How do neural networks learn so well?
Remember that time when DeepMind created an AI model capable of beating the world champion of the game Go? What about the time when everyone got hooked on posting deep fake videos, all generated by AI? If you don’t remember either of those, you’re perfectly excused. Since then, so many other breakthrough use cases have emerged for AI models. Take, for instance, the tool created to predict the shape of every known protein, or the one created to generate images based on textual prompts, or more recently, the internet’s newest chatbot obsession, ChatGPT, now powering some of Microsoft’s product suite.
Every single one of the breakthroughs above— and many more — share a commonality: they were all created with some flavor of a ‘neural network’, an advanced class of AI architecture that typically requires lots of data and computing resources. But one of the secret sauces of neural networks lies not in their great scaling ability or large sizes, but in a clever learning algorithm they use called gradient descent. Without this algorithm, it’s possible neural networks could have never been deployed at the scale they have — and problems in data science, medicine, and business may never have been solved. In this piece, we will discuss what gradient descent is, how it works, and along the way, we’ll learn a few things about loss functions and partial derivatives. Buckle up!
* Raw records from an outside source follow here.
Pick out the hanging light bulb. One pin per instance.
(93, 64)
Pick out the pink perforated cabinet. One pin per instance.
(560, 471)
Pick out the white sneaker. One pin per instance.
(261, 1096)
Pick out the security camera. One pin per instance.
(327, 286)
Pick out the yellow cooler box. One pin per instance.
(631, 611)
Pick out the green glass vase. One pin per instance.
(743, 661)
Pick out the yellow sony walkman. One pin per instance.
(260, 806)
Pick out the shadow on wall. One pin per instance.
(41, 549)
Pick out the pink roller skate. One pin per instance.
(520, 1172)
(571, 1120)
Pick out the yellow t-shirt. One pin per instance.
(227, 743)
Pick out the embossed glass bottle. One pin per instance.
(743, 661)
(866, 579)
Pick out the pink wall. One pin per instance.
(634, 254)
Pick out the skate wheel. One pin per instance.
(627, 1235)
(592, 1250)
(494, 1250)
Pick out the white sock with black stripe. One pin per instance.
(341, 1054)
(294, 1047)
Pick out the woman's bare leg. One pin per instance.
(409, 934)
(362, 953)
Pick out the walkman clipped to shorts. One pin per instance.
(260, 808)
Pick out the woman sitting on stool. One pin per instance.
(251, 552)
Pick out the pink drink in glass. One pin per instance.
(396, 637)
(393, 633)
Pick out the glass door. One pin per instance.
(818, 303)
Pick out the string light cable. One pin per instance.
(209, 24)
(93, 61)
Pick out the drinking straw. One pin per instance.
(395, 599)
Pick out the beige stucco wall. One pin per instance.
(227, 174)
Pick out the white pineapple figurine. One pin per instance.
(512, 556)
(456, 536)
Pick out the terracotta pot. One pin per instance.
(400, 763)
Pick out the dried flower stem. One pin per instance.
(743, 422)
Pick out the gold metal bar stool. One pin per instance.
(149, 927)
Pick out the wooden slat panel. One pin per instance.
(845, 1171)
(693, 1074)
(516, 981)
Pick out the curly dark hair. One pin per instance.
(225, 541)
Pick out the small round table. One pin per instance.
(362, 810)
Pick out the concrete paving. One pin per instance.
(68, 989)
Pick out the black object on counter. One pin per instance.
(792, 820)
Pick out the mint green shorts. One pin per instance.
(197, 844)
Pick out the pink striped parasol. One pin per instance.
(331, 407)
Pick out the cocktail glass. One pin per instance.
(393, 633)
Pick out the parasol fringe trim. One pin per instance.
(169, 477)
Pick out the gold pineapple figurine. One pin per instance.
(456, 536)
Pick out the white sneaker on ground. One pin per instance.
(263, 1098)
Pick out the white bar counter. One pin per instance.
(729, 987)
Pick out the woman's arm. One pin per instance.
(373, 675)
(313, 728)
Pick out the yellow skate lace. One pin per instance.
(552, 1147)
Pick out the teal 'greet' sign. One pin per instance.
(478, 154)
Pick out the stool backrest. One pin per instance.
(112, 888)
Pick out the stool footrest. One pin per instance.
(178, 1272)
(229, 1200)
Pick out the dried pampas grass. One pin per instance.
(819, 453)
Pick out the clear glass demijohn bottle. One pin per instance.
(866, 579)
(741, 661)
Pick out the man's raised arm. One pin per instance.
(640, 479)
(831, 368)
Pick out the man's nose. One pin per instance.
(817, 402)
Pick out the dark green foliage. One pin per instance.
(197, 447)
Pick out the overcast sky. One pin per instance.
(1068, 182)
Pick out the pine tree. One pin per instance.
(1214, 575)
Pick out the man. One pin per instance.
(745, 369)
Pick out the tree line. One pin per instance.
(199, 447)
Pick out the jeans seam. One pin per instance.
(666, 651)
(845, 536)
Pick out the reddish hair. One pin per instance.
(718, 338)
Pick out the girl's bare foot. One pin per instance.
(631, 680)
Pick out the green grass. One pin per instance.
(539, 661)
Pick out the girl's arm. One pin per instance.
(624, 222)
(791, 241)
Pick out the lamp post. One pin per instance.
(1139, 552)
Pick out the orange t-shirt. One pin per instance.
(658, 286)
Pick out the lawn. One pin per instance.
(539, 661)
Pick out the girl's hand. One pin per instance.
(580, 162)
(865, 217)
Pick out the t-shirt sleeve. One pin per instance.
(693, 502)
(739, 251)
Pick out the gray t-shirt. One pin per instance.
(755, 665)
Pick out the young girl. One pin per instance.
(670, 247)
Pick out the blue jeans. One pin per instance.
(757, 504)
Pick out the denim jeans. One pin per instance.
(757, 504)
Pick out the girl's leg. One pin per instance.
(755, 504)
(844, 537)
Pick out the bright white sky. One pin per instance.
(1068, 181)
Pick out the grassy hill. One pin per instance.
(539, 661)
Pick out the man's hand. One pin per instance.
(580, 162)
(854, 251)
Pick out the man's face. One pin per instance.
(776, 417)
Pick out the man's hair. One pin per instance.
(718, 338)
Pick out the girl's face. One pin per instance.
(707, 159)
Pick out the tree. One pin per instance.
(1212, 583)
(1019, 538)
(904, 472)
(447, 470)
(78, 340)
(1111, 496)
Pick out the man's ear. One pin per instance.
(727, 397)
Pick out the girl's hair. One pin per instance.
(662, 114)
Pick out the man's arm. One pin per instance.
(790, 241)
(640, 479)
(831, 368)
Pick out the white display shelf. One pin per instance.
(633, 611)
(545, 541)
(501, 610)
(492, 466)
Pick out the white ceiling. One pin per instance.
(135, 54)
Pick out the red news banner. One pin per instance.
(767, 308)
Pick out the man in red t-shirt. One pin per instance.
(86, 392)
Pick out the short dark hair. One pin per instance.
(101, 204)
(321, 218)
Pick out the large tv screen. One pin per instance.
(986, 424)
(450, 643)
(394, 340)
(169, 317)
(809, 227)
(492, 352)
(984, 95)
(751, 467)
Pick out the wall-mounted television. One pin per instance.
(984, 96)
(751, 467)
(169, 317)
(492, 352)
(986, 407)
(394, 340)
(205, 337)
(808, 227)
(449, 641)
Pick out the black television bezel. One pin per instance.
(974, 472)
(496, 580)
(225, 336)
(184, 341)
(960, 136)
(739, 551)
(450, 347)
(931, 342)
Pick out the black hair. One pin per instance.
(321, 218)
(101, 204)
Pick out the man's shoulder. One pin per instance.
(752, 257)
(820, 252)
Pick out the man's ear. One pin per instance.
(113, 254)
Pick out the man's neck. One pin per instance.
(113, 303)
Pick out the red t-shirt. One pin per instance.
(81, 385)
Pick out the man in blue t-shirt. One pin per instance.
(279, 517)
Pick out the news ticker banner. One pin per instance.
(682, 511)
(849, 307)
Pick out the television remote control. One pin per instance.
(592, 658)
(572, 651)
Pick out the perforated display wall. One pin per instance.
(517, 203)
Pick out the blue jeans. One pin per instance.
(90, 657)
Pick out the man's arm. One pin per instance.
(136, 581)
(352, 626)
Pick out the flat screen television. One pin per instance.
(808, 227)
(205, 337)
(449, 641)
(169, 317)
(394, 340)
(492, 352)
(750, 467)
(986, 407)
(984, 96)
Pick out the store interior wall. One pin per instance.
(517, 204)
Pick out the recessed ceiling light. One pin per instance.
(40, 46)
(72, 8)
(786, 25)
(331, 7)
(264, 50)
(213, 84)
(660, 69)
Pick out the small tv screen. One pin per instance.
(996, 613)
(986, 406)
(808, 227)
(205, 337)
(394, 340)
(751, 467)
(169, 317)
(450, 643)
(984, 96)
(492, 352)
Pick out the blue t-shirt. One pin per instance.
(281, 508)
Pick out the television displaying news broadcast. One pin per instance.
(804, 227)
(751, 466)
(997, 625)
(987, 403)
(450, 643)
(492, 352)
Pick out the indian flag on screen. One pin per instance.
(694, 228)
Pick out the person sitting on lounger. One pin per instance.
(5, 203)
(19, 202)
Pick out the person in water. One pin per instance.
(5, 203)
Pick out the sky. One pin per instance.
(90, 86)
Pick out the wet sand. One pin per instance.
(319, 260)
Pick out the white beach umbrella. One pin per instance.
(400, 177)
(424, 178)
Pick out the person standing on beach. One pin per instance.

How do AI models actually learn?
To talk about gradient descent, an algorithm that helps with learning, we have to start with a discussion about how AI models learn to begin with. Artificial intelligence (AI) is a broad term used to describe systems that can intelligently make predictions or decisions that, to some extent, emulate complex human cognition. An AI system can be deterministic, that is, built with precise rules that will always lead to the same outcome as long as the inputs are the same. But more often than not, AI systems are stochastic, that is, built with probabilistic models that can give different outputs even when the inputs are the same. When you read about AI these days, you are probably going to be reading about stochastic models, or rather, by their 21st-century name: machine learning. Neural networks, by the way, are great examples of machine learning models.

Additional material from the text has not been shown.